This is the code used to train the model used in my thesis on code summarization using Transformer PTMs titled "Pre-Trained Models for Machine Translation of Code and Natural Language".
It can be used to pre-train a roBERTa model using code, then fine-tuning it on the task of code summarization.
The fine-tuning in this repository is based on the CodeBERT repository.
If you do not understand what this introduction means, read the TLDR which contains a summary of the functionality.
The fine-tuned models achieved the following scores:
Model | Language | Smoothed BLEU | BLEU 1 | BLEU 2 | BLEU 3 | BLEU 4 | METEOR | ROUGE_L | CIDEr |
---|---|---|---|---|---|---|---|---|---|
RoBERTaCODE (Java) | Java | 17.53 | 24.34 | 13.90 | 8.49 | 5.49 | 19.38 | 34.27 | 0.85 |
RoBERTaCODE (Python) | Python | 18.35 | 24.80 | 13.36 | 8.02 | 5.20 | 19.44 | 34.47 | 0.88 |
RoBERTaCODE (All) | Java | 17.65 | 24.86 | 14.46 | 9.06 | 6.01 | 19.40 | 33.95 | 0.91 |
The original thesis code has been re-written to make it easier to understand and run. It gets trimmed at 512 characters, which is not the same as the original paper which wrapped the text at 512 and moved it onto the next line. This can be achieved by running the old version of the code.
- Python3
- A GPU
- 20GB or so of storage. (Depending on what dataset you download)
The default scripts are configured to pre-train similar to the thesis. There are 3 main models:
- Python PTM
- Java PTM
- All PTM
These 3 models are then fine-tuned on the downstream task of code2nl or Code Summarization as defined in CodeBERT.
All of the .sh
scripts are defined to run the models as they were run for
the thesis, and can be modified to produce different languages.
-
sh setup.sh
- Sets up for pre-training using the setup script. This runs a set of scripts that can be found under the scripts directory. This sets up a virtual environment for python, installs all of the requirements, downloads the data, spreads it into the proper structure, then creates the appropriate tokenizers. -
sh pre-train.sh
- Run the pre-training script. This will run on the default values for one of the 3 models. These take a really long time (3 days at a minimum running on a GPU) so only 1 is generated in the script.
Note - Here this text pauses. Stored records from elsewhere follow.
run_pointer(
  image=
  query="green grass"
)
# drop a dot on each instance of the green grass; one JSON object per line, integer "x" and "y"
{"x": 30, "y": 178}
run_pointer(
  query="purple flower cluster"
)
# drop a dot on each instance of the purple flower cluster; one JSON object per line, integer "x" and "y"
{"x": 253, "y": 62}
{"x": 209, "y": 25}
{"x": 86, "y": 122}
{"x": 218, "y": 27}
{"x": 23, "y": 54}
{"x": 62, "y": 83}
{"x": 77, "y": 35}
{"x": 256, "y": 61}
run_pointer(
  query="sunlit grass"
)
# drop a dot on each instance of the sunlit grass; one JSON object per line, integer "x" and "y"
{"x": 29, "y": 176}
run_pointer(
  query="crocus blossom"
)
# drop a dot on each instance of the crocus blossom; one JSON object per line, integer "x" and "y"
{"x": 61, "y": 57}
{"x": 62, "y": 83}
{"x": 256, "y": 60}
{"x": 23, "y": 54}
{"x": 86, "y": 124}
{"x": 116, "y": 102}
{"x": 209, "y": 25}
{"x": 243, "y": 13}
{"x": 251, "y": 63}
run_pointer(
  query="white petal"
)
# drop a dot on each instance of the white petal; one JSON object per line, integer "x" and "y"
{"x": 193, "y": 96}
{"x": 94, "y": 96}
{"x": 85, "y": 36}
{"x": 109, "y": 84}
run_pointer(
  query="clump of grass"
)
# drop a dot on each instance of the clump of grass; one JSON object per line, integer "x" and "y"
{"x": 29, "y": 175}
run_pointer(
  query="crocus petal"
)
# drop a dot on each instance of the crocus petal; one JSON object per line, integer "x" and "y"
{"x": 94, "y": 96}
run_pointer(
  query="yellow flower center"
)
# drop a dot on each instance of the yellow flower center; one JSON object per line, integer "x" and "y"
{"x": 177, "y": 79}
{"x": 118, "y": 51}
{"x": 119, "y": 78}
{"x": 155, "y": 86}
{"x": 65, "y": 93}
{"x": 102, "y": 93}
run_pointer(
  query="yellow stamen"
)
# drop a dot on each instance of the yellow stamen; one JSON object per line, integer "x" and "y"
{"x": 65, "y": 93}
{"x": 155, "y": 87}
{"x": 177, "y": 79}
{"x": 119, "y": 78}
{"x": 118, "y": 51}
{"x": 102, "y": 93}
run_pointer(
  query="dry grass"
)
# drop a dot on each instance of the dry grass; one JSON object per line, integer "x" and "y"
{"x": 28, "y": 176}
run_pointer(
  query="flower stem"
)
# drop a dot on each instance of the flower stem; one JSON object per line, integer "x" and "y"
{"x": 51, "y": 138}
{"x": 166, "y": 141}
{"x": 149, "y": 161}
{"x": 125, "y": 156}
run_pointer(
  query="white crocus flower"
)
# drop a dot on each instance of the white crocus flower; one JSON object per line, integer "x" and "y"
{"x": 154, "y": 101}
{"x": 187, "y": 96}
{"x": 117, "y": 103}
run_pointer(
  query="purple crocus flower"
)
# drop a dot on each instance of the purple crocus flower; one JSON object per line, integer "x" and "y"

Look at the code2nl README for full steps.
At a really simple level RoBERTaCODE is a language model that can take a segment of code, and produce a summary of what the code is doing. For example, you have found the following function in some code you are working on (from the YouGet repository):
def get_video_url_from_video_id(video_id):
# from js
data = [""] * 256
for index, _ in enumerate(data):
t = index
for i in range(8):
t = -306674912 ^ unsigned_right_shitf(t, 1) if 1 & t else unsigned_right_shitf(t, 1)
data[index] = t
def tmp():
rand_num = random.random()
path = "/video/urls/v/1/toutiao/mp4/{video_id}?r={random_num}".format(video_id=video_id,
random_num=str(rand_num)[2:])
e = o = r = -1
i, a = 0, len(path)
while i < a:
e = ord(path[i])
i += 1
if e < 128:
r = unsigned_right_shitf(r, 8) ^ data[255 & (r ^ e)]
else:
if e < 2048:
r = unsigned_right_shitf(r, 8) ^ data[255 & (r ^ (192 | e >> 6 & 31))]
r = unsigned_right_shitf(r, 8) ^ data[255 & (r ^ (128 | 63 & e))]
else:
if 55296 <= e < 57344:
e = (1023 & e) + 64
i += 1
o = 1023 & t.url(i)
r = unsigned_right_shitf(r, 8) ^ data[255 & (r ^ (240 | e >> 8 & 7))]
r = unsigned_right_shitf(r, 8) ^ data[255 & (r ^ (128 | e >> 2 & 63))]
r = unsigned_right_shitf(r, 8) ^ data[255 & (r ^ (128 | o >> 6 & 15 | (3 & e) << 4))]
r = unsigned_right_shitf(r, 8) ^ data[255 & (r ^ (128 | 63 & o))]
else:
r = unsigned_right_shitf(r, 8) ^ data[255 & (r ^ (224 | e >> 12 & 15))]
r = unsigned_right_shitf(r, 8) ^ data[255 & (r ^ (128 | e >> 6 & 63))]
r = unsigned_right_shitf(r, 8) ^ data[255 & (r ^ (128 | 63 & e))]
return "https://ib.365yg.com{path}&s={param}".format(path=path, param=unsigned_right_shitf(r ^ -1, 0))
while 1:
url = tmp()
if url.split("=")[-1][0] != "-":
return url
We don't have any additional context as, in our example, the original authors did not add any comments. After feeding this function into the model, it produces a text summary of the codes functionality:
Splicing URLs according to video ID to get video details
This is great, as we now have some more context as to what this function is trying to do!
To understand how effective this is, you can look at the original function and the comment that the author left describing the functionality. To save you the click, the model produced the exact comment produced by the author of the code.